Last but not least, Zoom’s history as a public company is relatively short. The company went public in 2019, and there is a relatively short earnings history, especially under normal market conditions without extraordinary tailwinds like the pandemic. Historical financial data is important for investors since it gauges the stability and growth potential of the company. The absence of a more extended track record introduces a very high level of uncertainty regarding the sustainability of the company’s success.
Valuation
Despite a massive year-to-date rally in the technology sector (XLK), ZM’s price declined by 7%. The stock also substantially underperforms the broader U.S. market. At the same time, current valuation ratios are mostly substantially higher than the sector median. On the other hand, current multiples are 80-90% lower than the last five year’s averages across the board.

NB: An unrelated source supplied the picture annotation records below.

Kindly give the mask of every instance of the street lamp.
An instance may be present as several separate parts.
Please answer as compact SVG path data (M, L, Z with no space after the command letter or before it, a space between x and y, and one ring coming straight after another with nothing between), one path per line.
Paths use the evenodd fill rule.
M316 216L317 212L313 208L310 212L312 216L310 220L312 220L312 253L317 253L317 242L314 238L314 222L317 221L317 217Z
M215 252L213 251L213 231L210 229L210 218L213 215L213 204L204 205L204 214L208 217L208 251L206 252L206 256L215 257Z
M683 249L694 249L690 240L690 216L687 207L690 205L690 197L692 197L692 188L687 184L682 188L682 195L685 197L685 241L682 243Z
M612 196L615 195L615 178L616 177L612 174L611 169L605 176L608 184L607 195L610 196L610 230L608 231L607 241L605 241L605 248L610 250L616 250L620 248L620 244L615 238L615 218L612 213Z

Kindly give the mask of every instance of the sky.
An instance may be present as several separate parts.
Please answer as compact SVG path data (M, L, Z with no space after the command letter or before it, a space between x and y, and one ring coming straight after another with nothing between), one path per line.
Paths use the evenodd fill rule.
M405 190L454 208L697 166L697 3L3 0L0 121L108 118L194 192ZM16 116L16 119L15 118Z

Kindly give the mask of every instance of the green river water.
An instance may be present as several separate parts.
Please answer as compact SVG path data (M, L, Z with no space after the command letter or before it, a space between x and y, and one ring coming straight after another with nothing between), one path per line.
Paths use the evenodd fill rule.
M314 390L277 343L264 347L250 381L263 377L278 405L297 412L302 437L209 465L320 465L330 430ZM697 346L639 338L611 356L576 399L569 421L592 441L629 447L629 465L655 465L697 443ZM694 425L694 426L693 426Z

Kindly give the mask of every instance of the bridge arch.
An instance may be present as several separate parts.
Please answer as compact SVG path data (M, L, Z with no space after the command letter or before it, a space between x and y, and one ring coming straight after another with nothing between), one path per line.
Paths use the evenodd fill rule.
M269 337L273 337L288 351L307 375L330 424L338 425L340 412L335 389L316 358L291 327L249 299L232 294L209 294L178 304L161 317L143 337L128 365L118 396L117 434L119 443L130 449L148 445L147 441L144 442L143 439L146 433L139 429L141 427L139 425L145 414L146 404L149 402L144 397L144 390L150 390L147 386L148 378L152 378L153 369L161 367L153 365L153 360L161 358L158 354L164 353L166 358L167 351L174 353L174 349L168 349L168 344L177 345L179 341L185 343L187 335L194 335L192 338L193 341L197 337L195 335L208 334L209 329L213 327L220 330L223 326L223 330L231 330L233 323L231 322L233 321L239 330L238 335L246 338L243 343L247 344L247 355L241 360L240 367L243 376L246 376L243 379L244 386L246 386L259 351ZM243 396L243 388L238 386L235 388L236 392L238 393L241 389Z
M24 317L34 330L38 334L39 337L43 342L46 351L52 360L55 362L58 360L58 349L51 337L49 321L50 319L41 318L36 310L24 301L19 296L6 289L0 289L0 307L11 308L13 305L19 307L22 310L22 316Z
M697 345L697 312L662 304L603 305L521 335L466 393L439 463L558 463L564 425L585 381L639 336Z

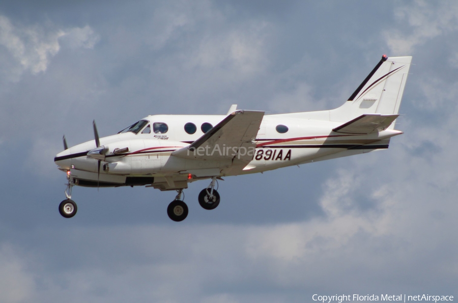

Let me now simulate the discounted cash flow [DCF] model to better understand the valuation of ZM. I use revenue consensus estimates, which forecast a fairly conservative 8% CAGR for the next decade. The current environment of high interest rates does not favor growth stocks, so I use a 12% WACC for discounting. I incorporate a 3.9% TTM FCF ex-SBC margin for my base year and expect a 150 basis points yearly expansion.
According to my DCF simulation, the business’s fair value is $22.3 billion. This is 20% higher than the current market cap, meaning there is an attractive upside potential for ZM. My fair price estimation for the stock is $75.
Risks to my cautious thesis
Investors’ sentiment plays a significant role in the short term, and currently, the stock market is cautious given the Fed’s hawkish stance. This factor mainly weighs on the valuations of growth stocks, and any signs of the Fed’s rhetoric softening might be a strong catalyst for growth stocks. In that case, ZM might also rally notably over the short term.
The company’s valuation is attractive despite facing multiple near-term and secular headwinds. That said, the company might be acquired by a prominent, reputable investor, which will also boost the stock price. While I consider the probability of this event to be low, the impact on the stock price might be massive.
Bottom line
To conclude, Zoom is a “Hold”. While the valuation looks attractive and the balance sheet is a fortress, I believe that in the foreseeable future, headwinds will weigh on the company’s financial performance. The ongoing trend of returning employees to offices, together with massive competition with IT giants, makes me cautious about the company’s growth prospects.